Scientists Jacobo Santamaria and Carlos Leon Group Complex Materials Physics, University Complutense of Madrid (UCM), Spain, in collaboration with the Mixed Unit for Physics CNRS-Thales in Palaiseau (France) have found evidence of supercurrents existence of spin-polarized.
Spin is a quantum property of electrons, with no analog in a classical description, and since its discovery in the early twentieth century has allowed understanding the electronic behavior of materials. The spin of an electron can take only two well-defined values that are assigned to opposite directions in space (above and below).
The study, published in the journal Nature Physics, illustrates the possibility of generating spin polarized supercurrents in artificial nanostructured materials based on complex oxides in a new scenario that can be understood as the “union” of two fields, spintronics and superconductivity mesoscopic. These effects may have applications in various fronts that go from new spintronic devices to quantum computing.
Samples produced in Madrid within the CIS Excellence Moncloa Campus UCM-UPM are complex oxide heterostructures that combine ferromagnetic and high-temperature superconductors, and have been measured in Paris. The appearance of an interference phenomenon of the electronic states is known as ‘McMillan-Rowell resonance’ proof that the current in the ferromagnetic superconductor persists despite theoretically antagonistic character.

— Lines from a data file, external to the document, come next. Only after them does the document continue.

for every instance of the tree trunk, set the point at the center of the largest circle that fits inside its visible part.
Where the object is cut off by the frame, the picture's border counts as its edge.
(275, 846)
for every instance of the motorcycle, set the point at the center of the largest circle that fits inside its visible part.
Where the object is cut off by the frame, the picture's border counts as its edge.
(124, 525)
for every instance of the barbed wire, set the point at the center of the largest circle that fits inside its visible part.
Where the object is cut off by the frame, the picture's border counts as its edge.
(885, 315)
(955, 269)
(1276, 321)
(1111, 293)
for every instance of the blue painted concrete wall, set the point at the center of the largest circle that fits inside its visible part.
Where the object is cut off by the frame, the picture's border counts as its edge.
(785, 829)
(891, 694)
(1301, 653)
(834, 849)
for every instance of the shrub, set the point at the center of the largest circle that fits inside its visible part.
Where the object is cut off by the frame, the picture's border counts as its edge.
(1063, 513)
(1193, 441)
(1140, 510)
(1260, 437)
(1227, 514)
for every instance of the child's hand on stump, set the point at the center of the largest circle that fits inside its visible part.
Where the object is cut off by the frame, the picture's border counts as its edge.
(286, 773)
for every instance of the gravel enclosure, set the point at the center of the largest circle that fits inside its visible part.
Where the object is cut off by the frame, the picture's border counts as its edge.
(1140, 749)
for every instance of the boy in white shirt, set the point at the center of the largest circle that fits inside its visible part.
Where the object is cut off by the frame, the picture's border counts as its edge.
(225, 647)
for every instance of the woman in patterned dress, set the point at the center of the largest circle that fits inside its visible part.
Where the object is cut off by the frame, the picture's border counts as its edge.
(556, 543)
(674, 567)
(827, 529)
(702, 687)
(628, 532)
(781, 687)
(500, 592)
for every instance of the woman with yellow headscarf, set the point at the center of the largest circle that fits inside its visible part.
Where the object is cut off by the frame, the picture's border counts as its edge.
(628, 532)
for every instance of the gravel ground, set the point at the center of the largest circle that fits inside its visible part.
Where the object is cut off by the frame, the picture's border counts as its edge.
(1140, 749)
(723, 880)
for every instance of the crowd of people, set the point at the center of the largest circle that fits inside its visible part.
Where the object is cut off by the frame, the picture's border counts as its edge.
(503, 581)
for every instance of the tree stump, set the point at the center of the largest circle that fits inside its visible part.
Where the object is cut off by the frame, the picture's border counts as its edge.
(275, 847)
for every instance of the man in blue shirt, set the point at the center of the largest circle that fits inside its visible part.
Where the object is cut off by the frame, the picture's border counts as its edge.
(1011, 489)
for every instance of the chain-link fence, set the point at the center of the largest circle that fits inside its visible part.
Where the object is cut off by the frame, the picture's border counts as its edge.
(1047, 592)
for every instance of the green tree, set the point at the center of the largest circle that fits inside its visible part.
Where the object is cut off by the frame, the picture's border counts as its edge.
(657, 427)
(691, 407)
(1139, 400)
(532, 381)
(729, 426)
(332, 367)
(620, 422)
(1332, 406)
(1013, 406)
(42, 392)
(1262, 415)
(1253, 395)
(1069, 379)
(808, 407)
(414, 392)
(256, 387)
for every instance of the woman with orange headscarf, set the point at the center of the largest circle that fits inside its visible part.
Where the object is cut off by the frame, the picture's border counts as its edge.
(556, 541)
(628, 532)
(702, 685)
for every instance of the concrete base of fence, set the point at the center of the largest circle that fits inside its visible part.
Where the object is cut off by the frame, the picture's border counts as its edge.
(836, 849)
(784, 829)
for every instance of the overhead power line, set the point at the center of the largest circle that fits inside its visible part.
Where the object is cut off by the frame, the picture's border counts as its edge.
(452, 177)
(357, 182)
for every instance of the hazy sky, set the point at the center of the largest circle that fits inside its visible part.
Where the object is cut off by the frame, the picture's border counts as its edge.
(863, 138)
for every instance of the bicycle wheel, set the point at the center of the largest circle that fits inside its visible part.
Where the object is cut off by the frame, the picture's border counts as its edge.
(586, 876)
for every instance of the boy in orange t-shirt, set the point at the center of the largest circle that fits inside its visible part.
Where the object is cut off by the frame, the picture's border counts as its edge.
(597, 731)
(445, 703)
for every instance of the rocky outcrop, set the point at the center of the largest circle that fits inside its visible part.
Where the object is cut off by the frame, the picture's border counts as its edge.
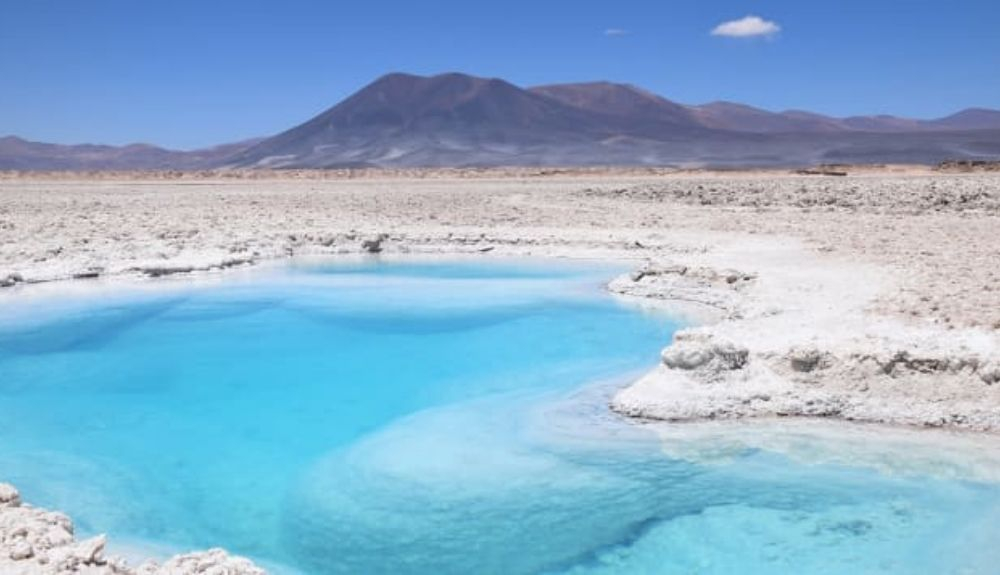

Ferromagnetism is a phenomenon that results from a macroscopic manifestation of a quantum state of the electrons of a metal in which their spins are arranged parallel to each other (all up or all down). If a current is injected through a ferromagnetic contact it will have their spins parallel, and is said to be polarized.
Incorporating these materials into electronic devices has led to spintronics, which exploits the properties of the spin in the same way that exploits the electronics of the electric charge. This field has experienced a breakthrough in the last decade and is thought to lead to considerably more efficient than current and represent an alternative to silicon-based technology.
Moreover, superconductivity is antagonistic state of matter to the above in which the electrons are paired and have their spins are antiparallel. Superconductive materials are capable of carrying electric currents without energy consumption, so that it was considered possible application for the transport of electricity or for ultrafast electronic devices.
In recent years there has been a great effort on the combination of both phenomena on the basis of the applications that might result from the ability to propagate over long distances superconducting current spin polarization.